La Nouvelle Tribune

Burkina : pourquoi Compaoré s’entête

Espace membre

C’est bien ce jeudi que l’Assemblée nationale burkinabè examine le projet de loi portant révision de la constitution pour permettre à Blaise Compaoré de finir ses jours au pouvoir. L’issue sera sans doute favorable. 

Mais ce qui se passe au Burkina Faso ne devrait pas étonner. Si le président burkinabè fonce contre vents et marrées dans une direction dommageable à la paix et la stabilité dans son pays, il y a bien des raisons qui l’y contraignent.  Ces raisons ont noms, Thomas Sankara et Norbert Zongo. Ces deux hommes qui incarnent le qualificatif  « intègre » par lequel on désigne les Burkinabés, ont connu des fins tragiques qui accusent le président Compaoré. Avec ses sangs qui réclament justice, le chef d’Etat du Burkina Faso  en fin de mandat constitutionnel se retrouve dos au mur. Sans doute par peur de se voir interpeller pour la lumière sur ces crimes odieux jusque-là non élucidés et impunis. Il lui faut choisir entre rester au pouvoir à vie et quitter pour aller répondre courageusement devant les juridictions compétentes. Et comme il ne voudrait pas d’histoires qui viendraient troubler sa retraite, le Président Compaoré a choisi l’option qui asphyxie la démocratie.

Erreur

En soi, l’option de mise en berne de la démocratie qu’a faite Blaise Compaoré, pour échapper aux demandes d’explications faites,  est une erreur grave qui peut lui coûter plus.

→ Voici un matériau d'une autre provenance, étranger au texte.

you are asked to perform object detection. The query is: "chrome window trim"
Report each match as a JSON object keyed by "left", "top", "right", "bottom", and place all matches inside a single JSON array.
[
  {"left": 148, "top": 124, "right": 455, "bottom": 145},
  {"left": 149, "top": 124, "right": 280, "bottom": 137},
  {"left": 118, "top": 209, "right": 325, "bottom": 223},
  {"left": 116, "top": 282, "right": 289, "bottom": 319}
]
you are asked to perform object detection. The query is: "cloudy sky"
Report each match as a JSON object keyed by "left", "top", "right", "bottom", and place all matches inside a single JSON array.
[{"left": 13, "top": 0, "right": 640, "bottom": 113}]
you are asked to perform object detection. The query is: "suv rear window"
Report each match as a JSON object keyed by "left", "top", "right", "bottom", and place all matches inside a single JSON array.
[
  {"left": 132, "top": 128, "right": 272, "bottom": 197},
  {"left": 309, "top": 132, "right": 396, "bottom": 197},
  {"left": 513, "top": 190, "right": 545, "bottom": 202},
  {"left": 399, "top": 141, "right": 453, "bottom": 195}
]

En plus des dossiers Thomas Sankara et Norbert Zongo, le président sera aussi poursuivi pour parjure. En  décidant de tordre le cou à la constitution pour ses propres fins, Blaise Compaoré viole ainsi le serment de l’obéissance  à cette  bible nationale. Et au pire des cas, il serait tenu responsable d’actes de crimes contre l’humanité qui pourraient subvenir avec la répression de mouvements d’opposition à son projet monarchique.

Retour sur les faits

Les faits qui obligent Blaise Compaoré à entreprendre son projet, à tout le moins, satanique, remontent aux 15 octobre 1987  aux environs de 16H, heure locale, pour l’assassinat du capitaine Thomas Sankara et au 13 décembre 1998 pour le grand journaliste d’investigation Norbert Zongo. Le Capitaine, alors Président du pays des hommes intègres, était le frère d’arme et l’ami de Blaise Compaoré qui va prendre la tête du pays après son assassinat lors d’un putsch. Malgré les inlassables efforts du président Compaoré pour faire croire qu’il n’en est pour rien, beaucoup continuent de voir sa main tachetée du sang du pugnace panafricaniste Thomas Sankara. Pire, Prince Yormie Johnson, l’ancien mercenaire, seigneur de guerre libérien qui a pris part au putsch, a révélé à la face du monde, que Blaise Compaoré était derrière la mort  de Sankara. Le second, Norbert Zongo, a été crapuleusement assassiné pendant qu’il menait des investigations tendant à  prouver que le frère du Président Compaoré serait responsable de la mort de son chauffeur.